After a spellbound night under the stars in the Thar Desert, it was time to wrap up camping. Talking about all the fun about last night and discussing our levels of endurance for cold weather, we were headed to Kuldhara village in Jaisalmer, Rajasthan.
The wheels of the jeep creaked as they landed on the highway as if desperately wanting to embrace a well-laid road after haggling between thorn-filled road in the Thar desert.
Our guide cum driver Dev gave something more interesting to chat by asking a question, ‘Do you believe in Ghosts?’
Now, who doesn’t love debating upon spirits or the evil souls?
After each gave their varied opinion, he asked us to get ready to ‘meet’ the ghosts in Kuldhara village.
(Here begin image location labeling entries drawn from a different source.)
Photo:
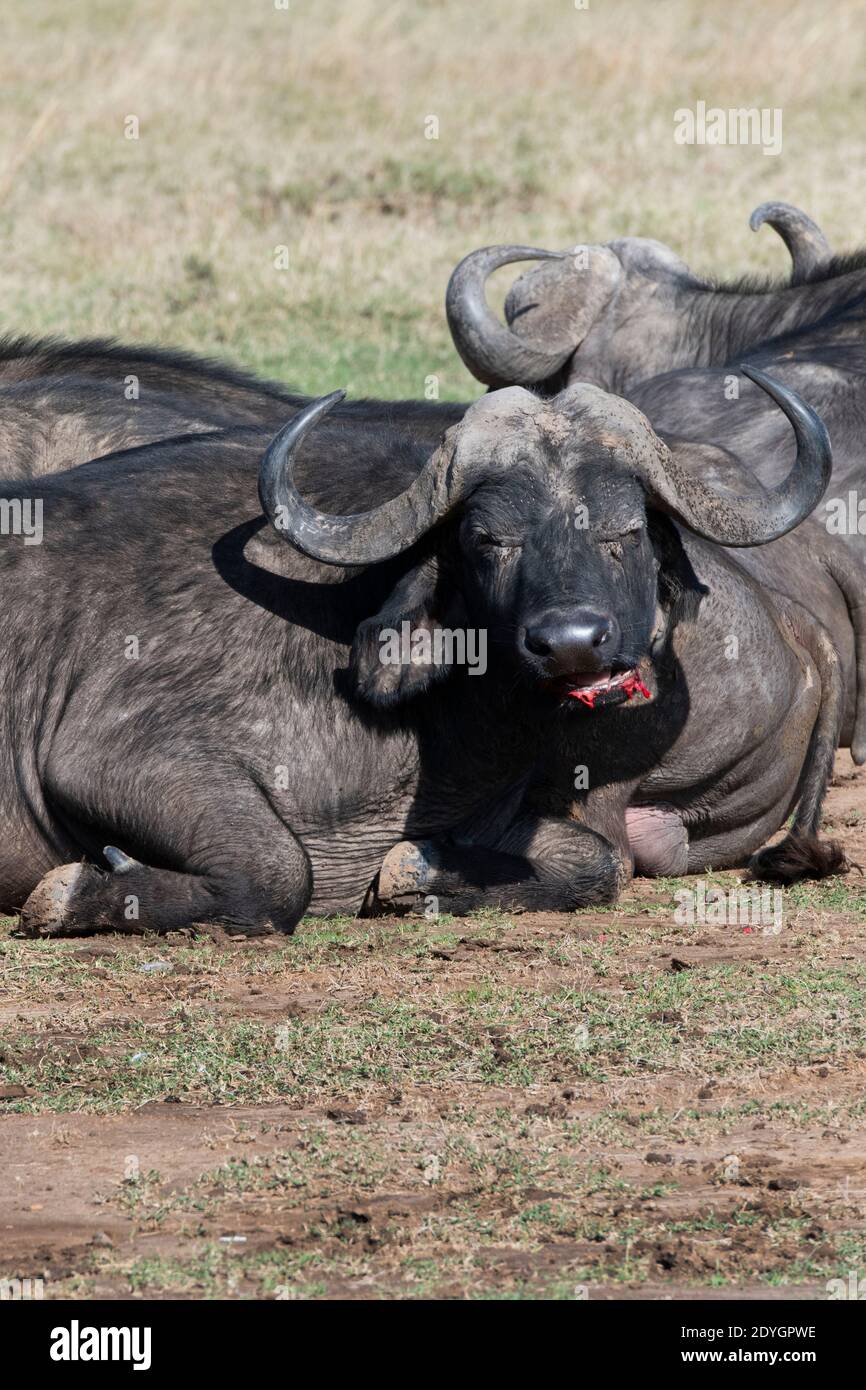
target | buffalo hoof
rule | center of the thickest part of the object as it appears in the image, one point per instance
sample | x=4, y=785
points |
x=658, y=841
x=46, y=912
x=403, y=877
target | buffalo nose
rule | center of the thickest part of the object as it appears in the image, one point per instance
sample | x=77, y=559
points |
x=584, y=641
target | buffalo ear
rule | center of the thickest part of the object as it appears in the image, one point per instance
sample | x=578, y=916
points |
x=387, y=666
x=680, y=590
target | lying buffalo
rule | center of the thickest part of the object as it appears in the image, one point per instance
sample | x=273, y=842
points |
x=619, y=313
x=214, y=702
x=633, y=319
x=67, y=403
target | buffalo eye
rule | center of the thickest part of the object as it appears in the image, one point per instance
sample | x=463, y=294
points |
x=492, y=544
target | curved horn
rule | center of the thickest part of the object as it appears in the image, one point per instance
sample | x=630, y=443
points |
x=765, y=513
x=804, y=238
x=360, y=538
x=494, y=353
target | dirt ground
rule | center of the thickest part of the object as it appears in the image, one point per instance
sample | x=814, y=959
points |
x=597, y=1105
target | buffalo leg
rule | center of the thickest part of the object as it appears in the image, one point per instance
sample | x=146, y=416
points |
x=79, y=900
x=541, y=865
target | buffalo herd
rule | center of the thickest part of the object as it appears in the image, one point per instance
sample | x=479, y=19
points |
x=268, y=656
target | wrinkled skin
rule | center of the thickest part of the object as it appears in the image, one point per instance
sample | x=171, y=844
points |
x=250, y=652
x=673, y=344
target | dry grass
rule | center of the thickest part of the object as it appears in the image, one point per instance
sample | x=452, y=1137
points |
x=305, y=128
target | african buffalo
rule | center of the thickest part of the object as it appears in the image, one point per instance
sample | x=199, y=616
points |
x=633, y=319
x=67, y=403
x=619, y=313
x=213, y=701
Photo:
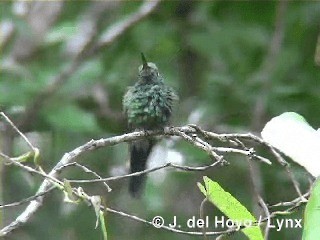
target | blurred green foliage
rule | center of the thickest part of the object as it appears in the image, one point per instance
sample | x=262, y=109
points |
x=213, y=53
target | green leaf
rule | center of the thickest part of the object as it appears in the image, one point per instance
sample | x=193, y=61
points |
x=292, y=135
x=231, y=207
x=311, y=228
x=103, y=225
x=96, y=202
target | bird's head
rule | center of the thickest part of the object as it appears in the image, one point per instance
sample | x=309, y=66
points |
x=148, y=69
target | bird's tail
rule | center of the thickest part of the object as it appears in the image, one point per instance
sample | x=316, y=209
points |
x=139, y=153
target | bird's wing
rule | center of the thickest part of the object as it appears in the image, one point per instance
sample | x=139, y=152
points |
x=126, y=99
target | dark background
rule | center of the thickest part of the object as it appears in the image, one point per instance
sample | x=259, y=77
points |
x=235, y=65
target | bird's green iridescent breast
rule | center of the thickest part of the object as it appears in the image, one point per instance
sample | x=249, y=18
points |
x=149, y=105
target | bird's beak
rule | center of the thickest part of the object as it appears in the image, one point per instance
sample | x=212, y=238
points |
x=144, y=61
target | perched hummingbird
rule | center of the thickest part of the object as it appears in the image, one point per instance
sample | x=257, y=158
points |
x=147, y=105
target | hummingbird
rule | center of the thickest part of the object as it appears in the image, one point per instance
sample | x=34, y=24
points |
x=148, y=106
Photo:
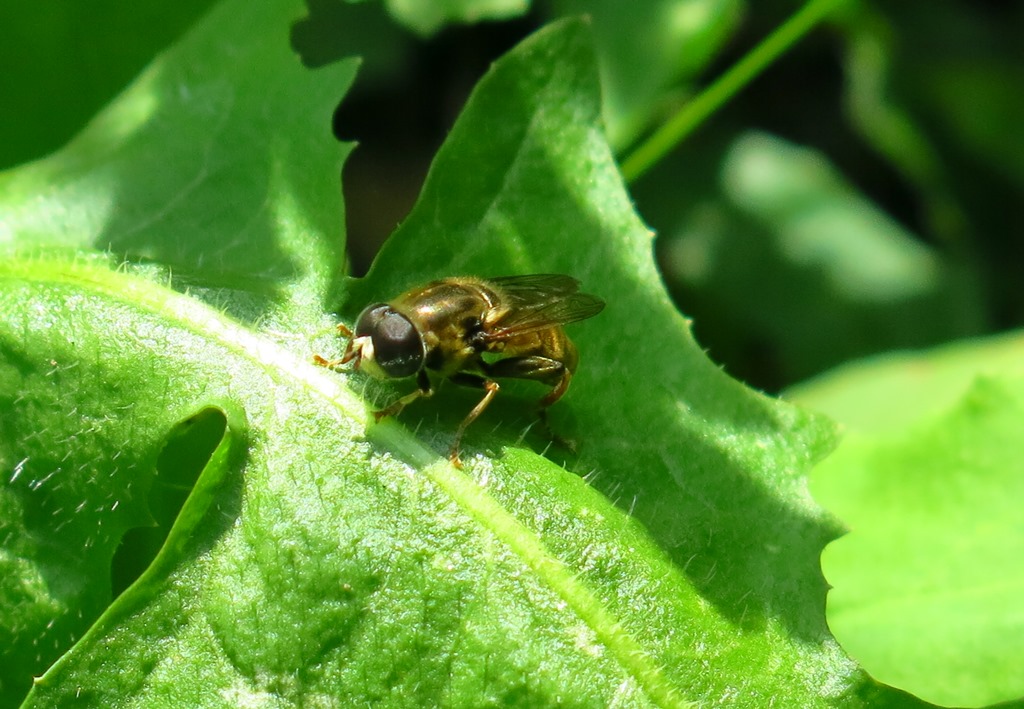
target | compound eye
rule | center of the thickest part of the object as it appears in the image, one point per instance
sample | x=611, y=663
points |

I was more excited that I was finally visiting this much-anticipated village. I knew the story and was thus very curious to visit Kuldhara village.
Kuldhara Village – A Repugnant Past
What actually beckons the travelers to Kuldhara Village?
A gory past and ruins that emanate an eerie feeling. About 200 years ago, Kuldhara village was a prosperous and a peaceful village that was inhabited mostly by Paliwal Brahmins, a respectable sect in the regions of Rajasthan.
All was well until the local ruler’s eyes fell on the daughter of Kuldhara village’s chief. He asked chief for her daughter’s hand in marriage. He also posed a threat of destroying the entire village if he refused to abide. With a deadline until being a sunrise away and the cruel virtues of the ruler well known, the villagers were in a loss.
What happened next is an unsolved mystery until now. It is said that the entire population including the livestock abandoned Kuldhara village and perished without a trace overnight. The ruler was baffled to see the barren village, and neither could he find a single soul, nor anyone until now are aware of the aftermath of this incident that occurred more than 200 years ago. The villagers left their beloved homes not without inflicting strong curses.
Till this day, most locals believe that the spirits of the villagers’ still resides in the ruins. So the village has no inhabitants as people also believe that bad omen may fall upon them. This is how Kuldhara village earned the infamous tag of a haunted place.
Kuldhara Village – A Walk Through The Ruins
By the time Dev was done telling this story to the enchanted group, we had made it to the entrance of Kuldhara village. It’s an official tourist attraction today, and a big sign board welcomes you to the ‘haunted’ village.
The hot sun looked more threatening than the village itself as I got down to walk. I glanced at the road that was ahead of me, which was flanked by debris and a few signs of vegetation.
My mind raced back in time to vividly imagine how the town might have looked. My rational side contemplated about the practical things that might have happened that night, while the emotional me was saddened by the destructive look of the town. I never felt any ‘ghostly’ things, of course.
To me, Kuldhara Village looked like a place weighed down by that tragic night. Ghost rather seemed like a metaphor that described village’s gory past.
The walls and the rubbles evoked a feeling of melancholy. As I walked through the buildings with no roofs, I imagined how hard it must have been for the people to abandon a place that they called home for years. I slightly shuddered as I imagined the wails of women and children and the burning anger of men echoing across these buildings. The curses seemed befitting to me.
Kuldhara Village – The Future Awaits
A bright smile of a man with a heavy moustache wearing a colourful turban brought me to the present. I greeted him with a smile and asked what he was doing at this forsaken place, also noticing at that instant a few people working on something just beside him.
‘We are rebuilding Kuldhara village,’ he said with the same smile plus a sense of pride. I was very happy to hear this! This meant an end to this painful sight of the ruins forever. I was also very surprised.
‘Really?’, ‘What about the ghosts?’, ‘What about the bad luck?’, ‘Are people ready to move in?’, I inquired, shooting all these questions at once.
‘Yes, people are ready to move in. The government is going to provide all the support to the people who decide to live in Kuldhara village. The project will be ready in 3 years and Kuldhara village is going to be one of the best towns like everywhere else in Rajasthan,’ he said, beaming with that same expression of pride and joy.
‘This is a very good news to hear!’, I exclaimed, wondering how he managed to maintain his sanity, all that warmth and a contagious smile when the annoying scorching heat was making me sweat profusely.
After clicking some pictures of the yellow rustic walls that glazed as the sun shone on them, I sat back with others in the jeep not feeling sad anymore.
We call the time bygone as ‘History’, which means a thing or an event of the past. So whether it’s a victory or a tragedy, it’s all in the past. Putting them to rest and moving on is what matters, as change is the only constant and an indispensable part of our future, right?
I can’t wait to go back and see Kuldhara village when it comes alive, surrounded by the majestic Thar desert in Jaisalmer. Until then, well, the past shall prevail!